In [55]:
import pandas as pd
import numpy as np
import csv
pd.options.mode.chained_assignment = None 

Load the CSV in as a DataFrame

In [67]:
df = pd.read_csv('raw_data/2020.csv')
df.head()

Unnamed: 0,Rk,Nation,# Players,Min,List
0,1,eng England,249,274172.0,Harry Kane Patrick Bamford Ollie Watkins Jamie...
1,2,fr France,32,38786.0,Hugo Lloris Neal Maupay Lucas Digne Alexandre ...
2,3,es Spain,30,39874.0,Pablo Fornals Vicente Guaita Rodri Adama Traor...
3,4,ie Republic of Ireland,29,22244.0,David McGoldrick Enda Stevens John Egan Dara O...
4,5,br Brazil,26,41438.0,Roberto Firmino Richarlison Raphinha Ederson G...


We can see that the "Nation" column as the country abbreviation followed by the country name, so we can split that out into 2 separate columns, by separating on the first space (' ') value. 

In [68]:
abb = df['Nation'].apply(lambda x: x.split(' ', 1)[0])
df['Nation'] = df['Nation'].apply(lambda x: x.split(' ',1)[1])
df['Abbreviation'] = abb

In [69]:
df.head()

Unnamed: 0,Rk,Nation,# Players,Min,List,Abbreviation
0,1,England,249,274172.0,Harry Kane Patrick Bamford Ollie Watkins Jamie...,eng
1,2,France,32,38786.0,Hugo Lloris Neal Maupay Lucas Digne Alexandre ...,fr
2,3,Spain,30,39874.0,Pablo Fornals Vicente Guaita Rodri Adama Traor...,es
3,4,Republic of Ireland,29,22244.0,David McGoldrick Enda Stevens John Egan Dara O...,ie
4,5,Brazil,26,41438.0,Roberto Firmino Richarlison Raphinha Ederson G...,br


That worked, and now we can rearrange the columns.
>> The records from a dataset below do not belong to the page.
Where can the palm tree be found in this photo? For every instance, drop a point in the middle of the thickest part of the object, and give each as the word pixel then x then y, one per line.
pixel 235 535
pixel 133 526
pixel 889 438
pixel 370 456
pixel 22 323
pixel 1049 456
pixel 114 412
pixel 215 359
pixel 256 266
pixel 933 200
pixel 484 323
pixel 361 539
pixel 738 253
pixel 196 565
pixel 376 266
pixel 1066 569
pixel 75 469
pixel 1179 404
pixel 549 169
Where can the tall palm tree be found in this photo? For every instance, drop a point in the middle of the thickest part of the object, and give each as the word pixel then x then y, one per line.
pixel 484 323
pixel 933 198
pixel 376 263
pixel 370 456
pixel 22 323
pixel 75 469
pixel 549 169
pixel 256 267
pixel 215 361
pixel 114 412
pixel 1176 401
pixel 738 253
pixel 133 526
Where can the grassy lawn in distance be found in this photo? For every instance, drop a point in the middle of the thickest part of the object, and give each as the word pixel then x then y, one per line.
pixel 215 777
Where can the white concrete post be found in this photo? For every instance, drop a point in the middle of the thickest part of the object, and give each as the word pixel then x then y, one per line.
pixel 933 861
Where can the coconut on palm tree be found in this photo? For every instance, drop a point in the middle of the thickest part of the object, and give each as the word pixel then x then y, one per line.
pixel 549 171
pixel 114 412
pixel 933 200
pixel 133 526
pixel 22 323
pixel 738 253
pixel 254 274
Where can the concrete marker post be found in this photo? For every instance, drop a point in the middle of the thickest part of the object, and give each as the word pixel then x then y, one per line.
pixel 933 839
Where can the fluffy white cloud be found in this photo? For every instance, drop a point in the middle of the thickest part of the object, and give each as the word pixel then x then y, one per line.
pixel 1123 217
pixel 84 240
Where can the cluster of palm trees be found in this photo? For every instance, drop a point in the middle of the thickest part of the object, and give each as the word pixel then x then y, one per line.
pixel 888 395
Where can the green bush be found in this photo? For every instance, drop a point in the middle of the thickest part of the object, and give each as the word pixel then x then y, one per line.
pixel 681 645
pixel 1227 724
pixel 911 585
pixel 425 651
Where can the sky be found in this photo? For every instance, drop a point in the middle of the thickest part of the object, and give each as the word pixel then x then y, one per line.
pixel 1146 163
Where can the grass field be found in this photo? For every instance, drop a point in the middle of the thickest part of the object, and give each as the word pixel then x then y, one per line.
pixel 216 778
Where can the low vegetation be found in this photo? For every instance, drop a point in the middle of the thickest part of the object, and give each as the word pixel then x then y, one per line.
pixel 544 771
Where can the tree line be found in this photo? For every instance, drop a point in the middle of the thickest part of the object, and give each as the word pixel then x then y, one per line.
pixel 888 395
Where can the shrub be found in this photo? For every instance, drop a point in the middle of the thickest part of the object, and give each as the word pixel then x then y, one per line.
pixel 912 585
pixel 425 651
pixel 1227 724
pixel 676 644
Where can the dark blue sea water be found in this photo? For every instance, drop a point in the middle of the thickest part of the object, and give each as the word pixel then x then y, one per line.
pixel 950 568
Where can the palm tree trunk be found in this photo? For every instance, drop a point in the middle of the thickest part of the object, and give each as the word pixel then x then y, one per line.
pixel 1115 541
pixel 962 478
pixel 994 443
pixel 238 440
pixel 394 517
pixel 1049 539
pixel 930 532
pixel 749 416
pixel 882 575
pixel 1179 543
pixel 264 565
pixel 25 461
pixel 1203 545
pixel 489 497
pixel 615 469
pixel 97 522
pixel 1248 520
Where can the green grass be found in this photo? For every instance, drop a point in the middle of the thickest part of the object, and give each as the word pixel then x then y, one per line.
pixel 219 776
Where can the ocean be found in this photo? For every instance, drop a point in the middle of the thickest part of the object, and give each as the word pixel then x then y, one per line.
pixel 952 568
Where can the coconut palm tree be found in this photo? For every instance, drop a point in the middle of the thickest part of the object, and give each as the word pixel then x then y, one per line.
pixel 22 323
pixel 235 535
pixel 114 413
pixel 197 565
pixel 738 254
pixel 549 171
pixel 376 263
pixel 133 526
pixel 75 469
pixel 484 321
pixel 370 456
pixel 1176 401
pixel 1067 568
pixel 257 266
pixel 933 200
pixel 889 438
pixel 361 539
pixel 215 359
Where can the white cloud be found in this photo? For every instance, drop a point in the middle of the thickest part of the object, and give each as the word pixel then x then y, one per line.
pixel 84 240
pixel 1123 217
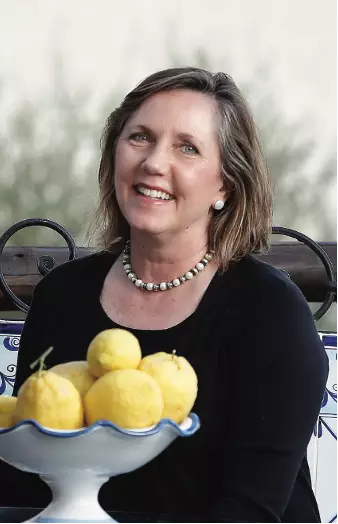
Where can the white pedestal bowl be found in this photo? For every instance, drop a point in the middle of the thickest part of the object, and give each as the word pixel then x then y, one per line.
pixel 75 464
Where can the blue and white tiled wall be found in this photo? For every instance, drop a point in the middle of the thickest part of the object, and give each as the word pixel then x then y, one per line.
pixel 322 451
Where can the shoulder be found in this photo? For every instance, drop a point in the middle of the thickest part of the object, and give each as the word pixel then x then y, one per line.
pixel 260 293
pixel 258 280
pixel 75 272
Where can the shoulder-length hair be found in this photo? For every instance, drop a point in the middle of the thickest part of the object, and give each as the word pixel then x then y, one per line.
pixel 243 226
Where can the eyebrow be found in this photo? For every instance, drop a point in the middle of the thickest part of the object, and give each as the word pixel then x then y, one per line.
pixel 182 136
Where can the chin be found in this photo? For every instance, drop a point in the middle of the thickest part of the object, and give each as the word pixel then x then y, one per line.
pixel 149 223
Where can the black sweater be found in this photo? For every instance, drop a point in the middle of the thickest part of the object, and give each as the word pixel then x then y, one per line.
pixel 262 371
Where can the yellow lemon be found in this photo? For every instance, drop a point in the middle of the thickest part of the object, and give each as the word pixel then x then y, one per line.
pixel 7 406
pixel 78 373
pixel 51 400
pixel 129 398
pixel 111 350
pixel 177 380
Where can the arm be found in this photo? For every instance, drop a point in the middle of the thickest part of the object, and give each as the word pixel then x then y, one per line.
pixel 30 341
pixel 277 372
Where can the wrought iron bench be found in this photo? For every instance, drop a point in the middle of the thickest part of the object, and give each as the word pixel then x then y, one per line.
pixel 322 451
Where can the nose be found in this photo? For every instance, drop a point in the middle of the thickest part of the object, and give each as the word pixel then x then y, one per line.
pixel 157 161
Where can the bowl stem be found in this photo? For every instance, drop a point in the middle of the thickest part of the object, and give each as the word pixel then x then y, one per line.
pixel 75 499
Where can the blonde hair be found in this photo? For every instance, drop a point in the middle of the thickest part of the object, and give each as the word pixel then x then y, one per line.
pixel 243 226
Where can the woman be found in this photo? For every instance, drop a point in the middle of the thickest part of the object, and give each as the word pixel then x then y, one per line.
pixel 182 177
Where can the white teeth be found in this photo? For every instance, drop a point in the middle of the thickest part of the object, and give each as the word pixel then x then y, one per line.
pixel 153 193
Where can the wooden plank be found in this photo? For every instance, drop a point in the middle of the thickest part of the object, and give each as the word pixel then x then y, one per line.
pixel 19 265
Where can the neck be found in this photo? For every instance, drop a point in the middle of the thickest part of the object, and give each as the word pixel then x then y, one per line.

The List column has names without any separators between them - unfortunately, we can't fix this. We have no way of knowing which names are a first name and a surname, and which names have multiple spaces ("Van Persie") and which players go by one name ("Richarlison"). However, we will keep them as having a few recognizable names may help us or be of interest

In [70]:
df = df[['Rk', 'Nation', 'Abbreviation', '# Players', 'Min', 'List']]
df.rename(columns={'Min': 'Minutes', '# Players': 'Count', 'Rk': 'Rank'}, inplace=True)
df.head()

Unnamed: 0,Rank,Nation,Abbreviation,Count,Minutes,List
0,1,England,eng,249,274172.0,Harry Kane Patrick Bamford Ollie Watkins Jamie...
1,2,France,fr,32,38786.0,Hugo Lloris Neal Maupay Lucas Digne Alexandre ...
2,3,Spain,es,30,39874.0,Pablo Fornals Vicente Guaita Rodri Adama Traor...
3,4,Republic of Ireland,ie,29,22244.0,David McGoldrick Enda Stevens John Egan Dara O...
4,5,Brazil,br,26,41438.0,Roberto Firmino Richarlison Raphinha Ederson G...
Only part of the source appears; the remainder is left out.